Personal information
- Born: Arnold Engelinus van Foreest 29 June 1863 Haarlemmermeer, Netherlands
- Died: 24 June 1954 (aged 90) Apeldoorn, Netherlands

Chess career
- Country: Netherlands

= Arnold van Foreest =

Dutch chess player (1863–1954)

Jonkheer Arnold Engelinus van Foreest (29 June 1863 – 24 June 1954) was a Dutch chess master. The younger brother of Dirk van Foreest, he thrice won Dutch Championship in 1889, 1893, and 1902. He is the great-great grandfather of the siblings Jorden van Foreest, the 2016 Dutch Champion, Lucas van Foreest, the 2019 Dutch Champion, and Machteld van Foreest, the 2022 Dutch Women's Champion.

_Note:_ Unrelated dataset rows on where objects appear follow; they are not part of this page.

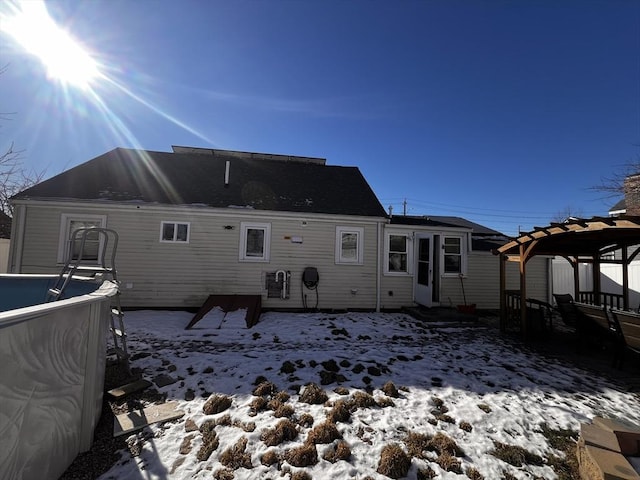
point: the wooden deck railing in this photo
(611, 300)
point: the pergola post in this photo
(597, 284)
(625, 278)
(524, 324)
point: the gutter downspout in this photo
(379, 267)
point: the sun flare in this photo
(65, 60)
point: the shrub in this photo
(326, 432)
(265, 388)
(473, 474)
(394, 462)
(449, 463)
(258, 404)
(270, 457)
(313, 395)
(216, 404)
(340, 412)
(390, 390)
(466, 426)
(303, 456)
(362, 400)
(235, 456)
(224, 474)
(285, 430)
(284, 411)
(441, 443)
(306, 420)
(515, 455)
(209, 440)
(341, 451)
(417, 444)
(300, 475)
(426, 473)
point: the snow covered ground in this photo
(467, 383)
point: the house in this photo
(298, 232)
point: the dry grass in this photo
(224, 474)
(340, 412)
(340, 451)
(449, 463)
(301, 475)
(284, 411)
(265, 388)
(384, 402)
(313, 395)
(236, 457)
(473, 474)
(306, 420)
(285, 430)
(394, 462)
(304, 456)
(209, 440)
(390, 389)
(515, 455)
(417, 444)
(258, 404)
(426, 473)
(466, 426)
(216, 404)
(325, 432)
(270, 457)
(442, 443)
(362, 400)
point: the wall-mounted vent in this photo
(278, 284)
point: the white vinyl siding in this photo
(349, 245)
(157, 274)
(174, 232)
(69, 223)
(255, 242)
(397, 254)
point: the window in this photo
(397, 247)
(452, 247)
(255, 241)
(349, 245)
(177, 232)
(68, 225)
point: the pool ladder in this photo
(104, 265)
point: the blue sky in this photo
(506, 113)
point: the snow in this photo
(503, 391)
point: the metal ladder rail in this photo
(72, 266)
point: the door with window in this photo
(423, 291)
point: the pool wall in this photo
(52, 366)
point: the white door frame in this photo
(423, 285)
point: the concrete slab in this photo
(129, 388)
(130, 422)
(600, 464)
(597, 437)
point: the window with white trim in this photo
(397, 253)
(349, 245)
(453, 259)
(175, 232)
(255, 242)
(69, 223)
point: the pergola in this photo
(579, 241)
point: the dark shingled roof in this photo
(292, 184)
(482, 238)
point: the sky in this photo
(505, 113)
(466, 383)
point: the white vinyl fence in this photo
(610, 279)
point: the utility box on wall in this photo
(278, 284)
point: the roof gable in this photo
(216, 180)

By profession, van Foreest was an inspector at the Dutch postal company, and also held positions in the Dutch Chess Federation, including one year as president.

==Chess career==
He took 8th at The Hague 1878 (A. Polak Daniels won),
took 5th at Utrecht 1886 (NED-ch, his brother Dirk won), took 3rd, behind Rudolf Loman and Dirk van Foreest, at Rotterdam 1888 (NED-ch), and took 8th at Amsterdam 1889 (it, Amos Burn won).

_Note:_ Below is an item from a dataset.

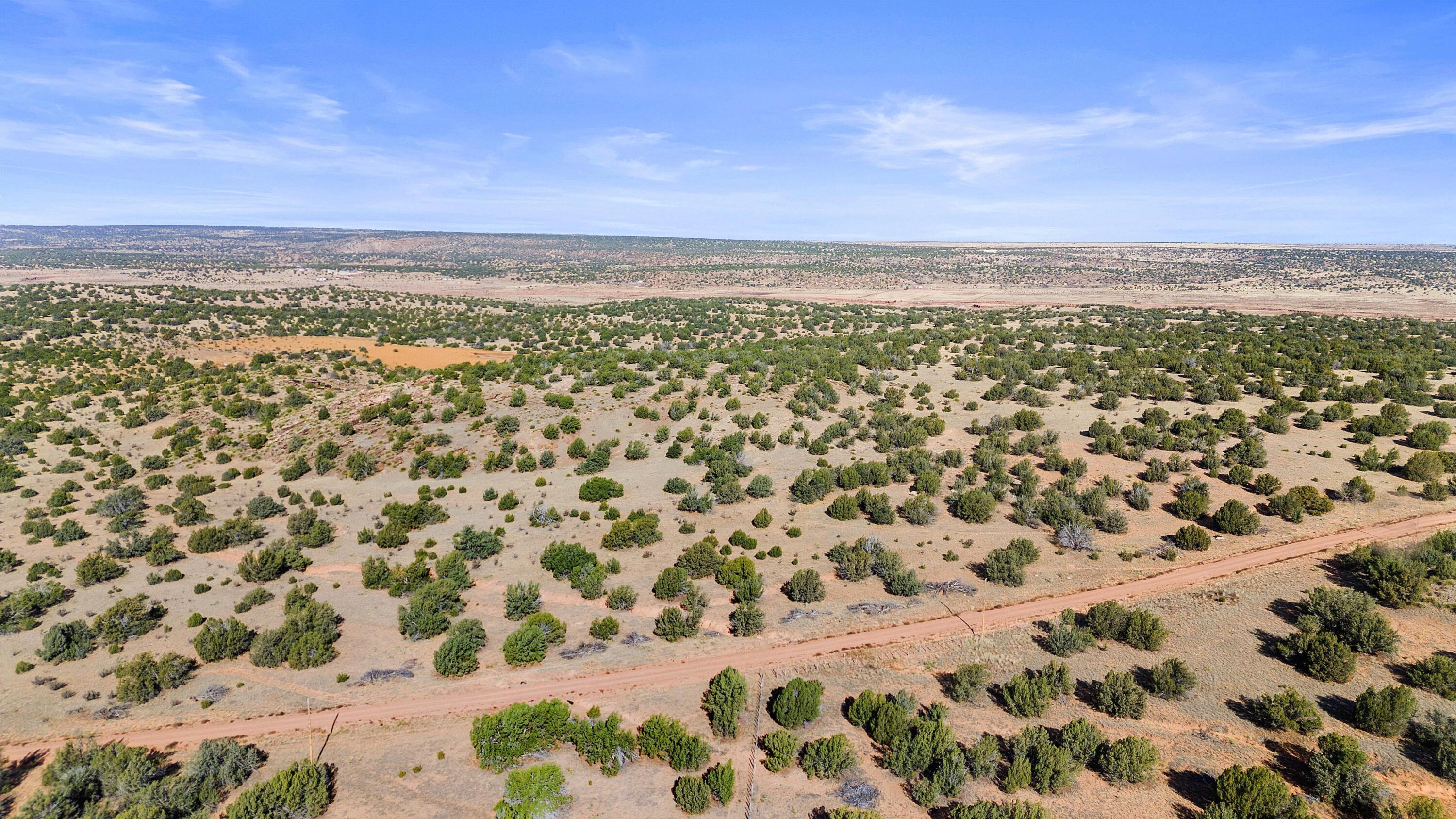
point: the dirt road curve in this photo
(469, 699)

Arnold van Foreest won at Gouda 1889 (NED-ch), shared 1st at Groningen 1893 (NED-ch), won at Groningen 1896, took 2nd, behind Bleijkmans, at Leiden 1896, tied for 3rd-4th at The Hague 1898 (Jan Diderik Tresling won), took 3rd at Haarlem 1901 (Adolf Georg Olland won), and won at Rotterdam 1902. He also shared 1st with Frank James Marshall at Amsterdam 1911 (Quadrangular), and took 14th at Scheveningen 1913 (Alexander Alekhine won).